Rad54p interacts with Rad51p, ssDNA, and chromatin in order to stimulate homolgous DNA pairing (4 and reviewed in 9). Rad54p, a member of the SNF2 family of chromatin remodeling DNA-dependent ATPases, has been demonstrated to translocate along duplex DNA and redistribute the associated nucleosomes (reviewed in 10, 11, 12). Rad54p translocation also induces conformational change of closed-circular duplex DNA by generating both negative and positive supercoiled domains (13, 14). In addition, Rad54p facilitates Rad51p binding to ssDNA, stabilizes Rad51p nucleoprotein complexes, and stimulates Rad51p-mediated D-loop formation (reviewed in 5, 8, and 9).

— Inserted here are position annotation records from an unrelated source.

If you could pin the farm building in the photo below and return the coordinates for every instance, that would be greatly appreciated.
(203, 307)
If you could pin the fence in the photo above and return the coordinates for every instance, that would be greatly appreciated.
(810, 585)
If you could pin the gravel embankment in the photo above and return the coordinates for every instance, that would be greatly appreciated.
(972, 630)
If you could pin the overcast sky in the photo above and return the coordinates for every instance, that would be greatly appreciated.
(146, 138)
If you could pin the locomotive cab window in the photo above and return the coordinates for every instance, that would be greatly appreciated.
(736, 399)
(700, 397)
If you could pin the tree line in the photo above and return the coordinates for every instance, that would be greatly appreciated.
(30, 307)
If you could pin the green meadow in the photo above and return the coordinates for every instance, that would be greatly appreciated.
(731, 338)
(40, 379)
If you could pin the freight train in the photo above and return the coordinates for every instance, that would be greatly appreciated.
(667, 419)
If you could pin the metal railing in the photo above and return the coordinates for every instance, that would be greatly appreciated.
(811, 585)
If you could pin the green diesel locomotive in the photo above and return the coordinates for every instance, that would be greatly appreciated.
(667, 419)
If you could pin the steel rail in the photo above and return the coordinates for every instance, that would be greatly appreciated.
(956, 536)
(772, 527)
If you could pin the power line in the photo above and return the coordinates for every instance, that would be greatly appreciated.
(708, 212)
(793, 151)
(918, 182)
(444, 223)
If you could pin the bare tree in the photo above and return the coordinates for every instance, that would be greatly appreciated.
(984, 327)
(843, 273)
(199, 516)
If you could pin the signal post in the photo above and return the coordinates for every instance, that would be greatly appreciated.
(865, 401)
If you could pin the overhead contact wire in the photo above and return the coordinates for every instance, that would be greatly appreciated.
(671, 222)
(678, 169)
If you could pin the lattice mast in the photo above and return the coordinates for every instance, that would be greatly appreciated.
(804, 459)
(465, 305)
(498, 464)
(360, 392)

Rad54p is also a dsDNA-dependent ATPase that is stimulated by Rad51p or Rad51p nucleoprotein complexes (12 and reviewed in 8, and 9). Though ATP hydrolysis is not required for mediating Rad51p binding to ssDNA, it is necessary for homologous DNA pairing and chromatin remodeling during Rad51p-ssDNA nucleoprotein filament strand invasion of dsDNA (15).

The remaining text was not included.